I want to create a table about "users" for each of the 50 states. Each state has about 2GB worth of data. Which option sounds better?
- Create one table called "users" that will be 100GB large OR
- Create 50 separate tables called "users_{state}", each which will be 2GB large
I'm looking at two things: performance, and style (best practices)
I'm also running RDS on AWS, and I have enough storage space. Any thoughts?
EDIT: From the looks of it, I will not need info from multiples states at the same time (i.e. won't need to frequently join tables if I go with Option 2). Here is a common use case: The front-end passes a state id to the back-end, and based on that id, I need to query data from the db regarding the specified state, and return data back to front-end.

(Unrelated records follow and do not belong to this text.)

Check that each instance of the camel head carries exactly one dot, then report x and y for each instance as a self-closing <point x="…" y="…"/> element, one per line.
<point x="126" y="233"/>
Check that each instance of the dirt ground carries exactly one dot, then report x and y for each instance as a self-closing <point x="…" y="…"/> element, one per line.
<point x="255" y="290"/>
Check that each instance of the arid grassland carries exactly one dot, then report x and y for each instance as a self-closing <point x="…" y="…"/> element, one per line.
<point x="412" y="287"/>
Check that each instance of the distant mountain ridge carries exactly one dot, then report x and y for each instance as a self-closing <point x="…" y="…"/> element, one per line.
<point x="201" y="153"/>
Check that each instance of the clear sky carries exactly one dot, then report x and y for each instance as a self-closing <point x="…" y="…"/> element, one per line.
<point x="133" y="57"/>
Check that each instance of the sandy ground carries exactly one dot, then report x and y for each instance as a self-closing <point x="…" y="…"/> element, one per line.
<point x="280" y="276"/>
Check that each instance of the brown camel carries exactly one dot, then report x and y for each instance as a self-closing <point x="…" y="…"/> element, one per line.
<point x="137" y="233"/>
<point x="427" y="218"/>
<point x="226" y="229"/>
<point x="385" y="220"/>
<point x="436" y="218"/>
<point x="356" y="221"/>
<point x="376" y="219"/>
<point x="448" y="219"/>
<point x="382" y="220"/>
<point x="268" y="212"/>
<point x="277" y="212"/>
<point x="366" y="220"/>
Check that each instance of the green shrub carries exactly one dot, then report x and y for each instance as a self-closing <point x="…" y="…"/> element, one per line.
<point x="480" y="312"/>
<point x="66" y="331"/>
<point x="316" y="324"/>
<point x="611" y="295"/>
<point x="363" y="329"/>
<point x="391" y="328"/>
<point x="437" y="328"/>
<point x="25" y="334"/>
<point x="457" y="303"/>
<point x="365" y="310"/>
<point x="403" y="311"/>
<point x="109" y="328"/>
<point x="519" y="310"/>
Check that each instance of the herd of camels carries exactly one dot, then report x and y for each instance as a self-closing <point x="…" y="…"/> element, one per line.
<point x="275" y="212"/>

EDIT: Based on your recent edit, this first option is the route I would recommend. You will get better performance from the table partitioning when no joining is required, and there are multiple other benefits to having the smaller partitioned tables like this.
If your queries would commonly require joining across a majority of the states, then you should definitely not partition like this. You'd be better off with one large table and just build the appropriate indices needed for performance. Most modern enterprise DB solutions are capable of handling the marginal performance impact going from 2GB to 100GB just fine (with proper indexing).
But if your queries on average would need to join results from only a handful of states (say no more than 5-10 or so), the optimal solution is a more complex gray area. You will likely be able to extract better performance from the partitioned tables with joining, but it may make the code and/or queries (and all coming maintenance) noticeably more complex.
Note that my answer assumes the more common access frequency breakdowns: high reads, moderate updates, low creates/deletes. Also, if performance on big data is your primary concern, you may want to check out NoSQL (for example, Amazon AWS DynamoDB), but this would be an invasive and fundamental departure from the relational system. But the NoSQL performance benefits can be absolutely dramatic.